How to add custom executors to system

  • Understand Executor Interface

  • Create your custom executor similar to Requests or Selenium.

  • Add to the config - CRAWLERS. Example: Puppeteer

    from crawler.executors import Puppeteer, SeleniumOther
    
    CRAWLERS = {
        "PUPPETEER": Puppeteer,
        "SELENIUM_OTHER": SeleniumOther
    }
    
  • Override config

  • Restart your application

  • You should be able to use select_options as leaf query from the graphql ui.

How to add new leaves to system

  • Understand Query fields

  • Create your custom field similar to Example text field.

  • Add to the config - LEAVES. Example: select_options. It should be dict(name: field object).

    from crawlers.fields import select_options
    
    LEAVES = {
        'select_options': select_options
    }
    
  • Override config

  • Restart your application

  • You should be able to use select_options as leaf query from the graphql ui.

How to add additional data type

  • Understand Data Type

  • Create your data type conversion function.

    Function should accept one value to process and return one value after conversion. Example function to boolean data conversion.

    def boolean(value):
        if isinstance(value, int) or isinstance(value, float):
            value = False if value == 0 else True
        elif isinstance(value, bool):
            pass
        elif isinstance(value, str):
            if value.isdigit():
                value = False if float(value) == 0 else True
            else:
                try:
                    value = float(value)
                    value = False if value == 0 else True
                except:
                    value = False if value == 'false' else True
        elif value is not None:
            value = True
        else:
            value = False
        return value
    
  • Add to the config - DATATYPE_CONVERSION. Example: boolean.
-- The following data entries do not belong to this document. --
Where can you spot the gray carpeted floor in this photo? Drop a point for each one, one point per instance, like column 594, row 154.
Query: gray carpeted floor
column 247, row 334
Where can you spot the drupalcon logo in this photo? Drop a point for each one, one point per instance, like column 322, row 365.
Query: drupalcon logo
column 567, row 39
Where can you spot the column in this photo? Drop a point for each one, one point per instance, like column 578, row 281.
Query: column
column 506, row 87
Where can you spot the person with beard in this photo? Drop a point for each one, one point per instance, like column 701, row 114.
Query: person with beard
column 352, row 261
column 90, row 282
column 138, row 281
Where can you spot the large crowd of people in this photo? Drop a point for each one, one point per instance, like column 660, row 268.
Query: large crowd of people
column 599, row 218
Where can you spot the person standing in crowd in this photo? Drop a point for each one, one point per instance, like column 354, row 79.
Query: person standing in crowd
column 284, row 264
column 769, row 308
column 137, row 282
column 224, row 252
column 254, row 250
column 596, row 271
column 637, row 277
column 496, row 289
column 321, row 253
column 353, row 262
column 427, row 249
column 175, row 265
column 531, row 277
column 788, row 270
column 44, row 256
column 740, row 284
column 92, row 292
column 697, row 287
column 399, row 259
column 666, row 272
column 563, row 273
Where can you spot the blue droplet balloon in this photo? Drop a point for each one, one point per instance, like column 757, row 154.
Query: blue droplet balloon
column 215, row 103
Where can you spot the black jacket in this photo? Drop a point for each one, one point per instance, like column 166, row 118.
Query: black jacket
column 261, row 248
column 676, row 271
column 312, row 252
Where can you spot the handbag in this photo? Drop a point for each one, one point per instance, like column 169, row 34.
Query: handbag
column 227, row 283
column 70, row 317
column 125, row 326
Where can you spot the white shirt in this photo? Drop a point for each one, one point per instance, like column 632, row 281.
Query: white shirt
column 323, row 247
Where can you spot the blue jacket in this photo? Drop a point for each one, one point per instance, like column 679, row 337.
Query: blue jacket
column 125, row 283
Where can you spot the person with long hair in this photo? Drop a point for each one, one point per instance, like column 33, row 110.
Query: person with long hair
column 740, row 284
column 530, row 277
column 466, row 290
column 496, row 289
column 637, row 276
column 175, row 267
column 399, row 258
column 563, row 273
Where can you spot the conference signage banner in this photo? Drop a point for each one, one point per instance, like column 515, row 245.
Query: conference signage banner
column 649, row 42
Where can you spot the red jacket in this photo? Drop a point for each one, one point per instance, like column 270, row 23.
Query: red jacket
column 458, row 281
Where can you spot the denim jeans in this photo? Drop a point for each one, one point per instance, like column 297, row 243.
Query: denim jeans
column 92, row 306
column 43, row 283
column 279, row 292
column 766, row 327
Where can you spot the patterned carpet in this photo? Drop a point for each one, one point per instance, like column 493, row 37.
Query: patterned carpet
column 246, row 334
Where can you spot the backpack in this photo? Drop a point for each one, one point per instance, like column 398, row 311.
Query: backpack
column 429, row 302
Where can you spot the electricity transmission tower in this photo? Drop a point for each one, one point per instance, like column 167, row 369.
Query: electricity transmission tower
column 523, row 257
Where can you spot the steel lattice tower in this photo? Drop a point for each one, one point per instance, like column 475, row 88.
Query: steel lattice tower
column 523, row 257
It should be dict(name: function).

    from crawlers.data_types import boolean
    
    LEAVES = {
        'boolean': boolean
    }
    
  • Override config

  • Restart your application

  • You should be able to use boolean as data type in the query.
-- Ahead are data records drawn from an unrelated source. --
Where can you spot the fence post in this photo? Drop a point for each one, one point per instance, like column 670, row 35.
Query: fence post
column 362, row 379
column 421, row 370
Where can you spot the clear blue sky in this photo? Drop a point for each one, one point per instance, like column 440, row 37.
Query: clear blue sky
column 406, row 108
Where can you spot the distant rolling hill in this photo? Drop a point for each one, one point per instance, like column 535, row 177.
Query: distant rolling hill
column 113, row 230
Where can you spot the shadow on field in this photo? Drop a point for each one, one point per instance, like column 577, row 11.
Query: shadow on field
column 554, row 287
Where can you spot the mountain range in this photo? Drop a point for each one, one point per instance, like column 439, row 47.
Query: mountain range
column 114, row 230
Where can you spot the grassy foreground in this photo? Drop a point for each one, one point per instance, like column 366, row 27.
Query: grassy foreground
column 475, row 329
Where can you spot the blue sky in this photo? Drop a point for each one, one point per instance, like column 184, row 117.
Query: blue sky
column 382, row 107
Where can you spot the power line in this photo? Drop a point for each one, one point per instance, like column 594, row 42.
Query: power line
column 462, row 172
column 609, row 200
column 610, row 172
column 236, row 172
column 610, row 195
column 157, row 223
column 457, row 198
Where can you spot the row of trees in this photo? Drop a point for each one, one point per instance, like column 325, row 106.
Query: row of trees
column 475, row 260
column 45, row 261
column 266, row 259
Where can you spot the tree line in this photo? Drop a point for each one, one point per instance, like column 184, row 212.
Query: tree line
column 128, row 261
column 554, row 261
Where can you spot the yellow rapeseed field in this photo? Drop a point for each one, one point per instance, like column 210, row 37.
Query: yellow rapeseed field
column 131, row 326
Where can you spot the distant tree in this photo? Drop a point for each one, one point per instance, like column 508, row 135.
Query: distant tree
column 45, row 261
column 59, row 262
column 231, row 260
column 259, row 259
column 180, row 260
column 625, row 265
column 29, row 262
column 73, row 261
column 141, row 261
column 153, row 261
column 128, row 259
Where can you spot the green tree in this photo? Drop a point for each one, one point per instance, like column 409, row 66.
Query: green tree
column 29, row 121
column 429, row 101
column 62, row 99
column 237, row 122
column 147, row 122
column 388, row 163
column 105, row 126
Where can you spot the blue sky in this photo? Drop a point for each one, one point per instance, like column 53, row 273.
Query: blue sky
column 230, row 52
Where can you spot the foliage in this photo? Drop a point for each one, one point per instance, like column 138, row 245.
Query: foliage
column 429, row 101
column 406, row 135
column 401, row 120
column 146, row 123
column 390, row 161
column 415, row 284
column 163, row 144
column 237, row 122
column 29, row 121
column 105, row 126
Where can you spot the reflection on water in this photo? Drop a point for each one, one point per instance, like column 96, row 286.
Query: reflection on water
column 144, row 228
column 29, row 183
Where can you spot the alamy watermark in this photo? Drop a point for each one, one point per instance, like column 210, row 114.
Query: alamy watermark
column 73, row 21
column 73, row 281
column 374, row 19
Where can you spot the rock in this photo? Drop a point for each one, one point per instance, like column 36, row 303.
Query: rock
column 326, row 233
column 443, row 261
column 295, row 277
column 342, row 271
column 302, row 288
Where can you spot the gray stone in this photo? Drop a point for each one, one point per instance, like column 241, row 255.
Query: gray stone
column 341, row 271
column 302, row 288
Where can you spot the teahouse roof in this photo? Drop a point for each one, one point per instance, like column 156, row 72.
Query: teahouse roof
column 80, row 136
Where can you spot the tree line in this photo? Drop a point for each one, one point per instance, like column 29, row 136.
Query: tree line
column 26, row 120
How to add browsers to system

  • Understand Browser implementation.

  • Create your custom browser similar to GoogleChrome.

  • Add to the config - BROWSER. Example: chromium. It should be dict(name: field object).

    from crawlers.browsers import chromium
    
    LEAVES = {
        'CHROMIUM': chromium
    }
    
  • Override config

  • Restart your application

  • You should be able to use CHROMIUM in the browser with selenium query.